気象庁の吉崎徳人・衛星データ利用技術開発推進官は、ひまわり8号の性能について次のように話す。
「解像度の向上などによって、数値予報(コンピューターで未来の気象状況を予測する手法)の精度向上も図られると期待しています。また、『7号』まではモノクロでの撮影しかできなかったため、これまで気象庁ホームページにあるカラーの『衛星画像』は着色したものでした。しかし、カラー撮影が可能になった『8号』の登場によって、自然な色合いの画像に変わります」
解像度は、これまで1km四方だったものが、0.5km四方(可視画像の場合)まで識別できるようになるという。これによって台風の進路予測や、ゲリラ豪雨の原因ともなる積乱雲の動きがより監視しやすくなるとのこと。ゲリラ豪雨の増えるこれからの季節。

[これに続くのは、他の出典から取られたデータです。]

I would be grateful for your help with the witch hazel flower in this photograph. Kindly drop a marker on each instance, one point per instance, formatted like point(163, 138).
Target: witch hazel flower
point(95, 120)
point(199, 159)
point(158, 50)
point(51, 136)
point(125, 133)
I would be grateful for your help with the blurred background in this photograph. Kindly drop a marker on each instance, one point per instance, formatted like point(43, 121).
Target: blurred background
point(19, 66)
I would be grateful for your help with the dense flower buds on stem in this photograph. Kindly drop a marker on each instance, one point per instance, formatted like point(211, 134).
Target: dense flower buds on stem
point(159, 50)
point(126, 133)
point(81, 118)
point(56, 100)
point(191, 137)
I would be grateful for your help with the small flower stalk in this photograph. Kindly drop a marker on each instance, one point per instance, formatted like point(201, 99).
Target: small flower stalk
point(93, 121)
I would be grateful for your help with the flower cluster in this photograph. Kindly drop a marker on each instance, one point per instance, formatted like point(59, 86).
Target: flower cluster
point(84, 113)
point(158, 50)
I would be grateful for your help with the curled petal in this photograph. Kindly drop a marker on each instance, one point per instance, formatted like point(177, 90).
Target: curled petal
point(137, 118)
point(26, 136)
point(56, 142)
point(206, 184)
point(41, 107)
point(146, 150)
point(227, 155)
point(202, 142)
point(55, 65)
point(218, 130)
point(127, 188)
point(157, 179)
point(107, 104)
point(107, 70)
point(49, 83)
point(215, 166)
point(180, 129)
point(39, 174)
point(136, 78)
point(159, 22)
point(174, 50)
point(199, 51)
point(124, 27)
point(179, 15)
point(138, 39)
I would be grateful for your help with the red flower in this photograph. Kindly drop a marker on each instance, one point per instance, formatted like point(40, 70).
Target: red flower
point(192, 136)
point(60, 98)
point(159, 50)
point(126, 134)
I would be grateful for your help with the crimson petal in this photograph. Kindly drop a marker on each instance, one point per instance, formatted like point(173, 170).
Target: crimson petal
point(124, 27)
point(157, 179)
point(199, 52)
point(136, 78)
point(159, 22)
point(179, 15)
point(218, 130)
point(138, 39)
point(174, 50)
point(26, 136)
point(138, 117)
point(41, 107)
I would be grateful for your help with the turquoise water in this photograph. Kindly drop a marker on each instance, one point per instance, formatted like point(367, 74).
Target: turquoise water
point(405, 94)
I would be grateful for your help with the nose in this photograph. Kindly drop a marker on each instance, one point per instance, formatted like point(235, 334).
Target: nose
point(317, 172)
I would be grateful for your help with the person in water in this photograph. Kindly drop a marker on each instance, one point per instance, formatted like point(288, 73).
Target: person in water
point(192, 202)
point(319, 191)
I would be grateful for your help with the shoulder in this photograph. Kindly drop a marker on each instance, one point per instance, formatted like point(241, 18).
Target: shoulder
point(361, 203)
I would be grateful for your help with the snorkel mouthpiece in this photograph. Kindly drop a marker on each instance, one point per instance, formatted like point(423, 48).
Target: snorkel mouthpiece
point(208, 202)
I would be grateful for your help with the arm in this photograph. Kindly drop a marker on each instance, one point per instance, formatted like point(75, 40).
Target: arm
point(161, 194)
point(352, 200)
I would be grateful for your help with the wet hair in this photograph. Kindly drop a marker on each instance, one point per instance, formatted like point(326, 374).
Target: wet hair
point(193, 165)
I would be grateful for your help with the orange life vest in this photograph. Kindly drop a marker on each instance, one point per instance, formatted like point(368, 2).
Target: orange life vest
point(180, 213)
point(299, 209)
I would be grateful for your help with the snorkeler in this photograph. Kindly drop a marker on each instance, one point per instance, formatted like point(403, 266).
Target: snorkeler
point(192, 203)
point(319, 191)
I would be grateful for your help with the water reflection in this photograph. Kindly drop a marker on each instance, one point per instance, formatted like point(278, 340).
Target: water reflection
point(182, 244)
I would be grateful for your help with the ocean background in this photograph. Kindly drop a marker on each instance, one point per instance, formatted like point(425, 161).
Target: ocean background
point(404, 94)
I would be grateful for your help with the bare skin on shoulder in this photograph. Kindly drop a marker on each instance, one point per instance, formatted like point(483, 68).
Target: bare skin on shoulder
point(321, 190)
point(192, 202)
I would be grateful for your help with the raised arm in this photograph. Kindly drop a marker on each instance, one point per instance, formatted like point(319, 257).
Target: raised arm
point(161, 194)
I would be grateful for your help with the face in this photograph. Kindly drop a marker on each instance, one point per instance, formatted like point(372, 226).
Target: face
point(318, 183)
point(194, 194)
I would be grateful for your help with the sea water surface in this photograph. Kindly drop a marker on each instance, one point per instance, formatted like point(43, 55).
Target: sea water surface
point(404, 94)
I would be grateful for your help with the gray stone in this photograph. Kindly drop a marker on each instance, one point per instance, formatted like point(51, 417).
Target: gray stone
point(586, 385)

精度の高い予測が可能になれば、豪雨をうまく回避できるようになるかもしれない。
では次に、カラーになることでどんな恩恵があるのか。これは、白い雲と黄砂との識別が容易になるため、黄砂飛来の監視がしやすくなるという側面がある。こちらも精度が上がれば、黄砂の影響を受けやすい福岡県などで、特に役立つ情報が得られるようになるかもしれない。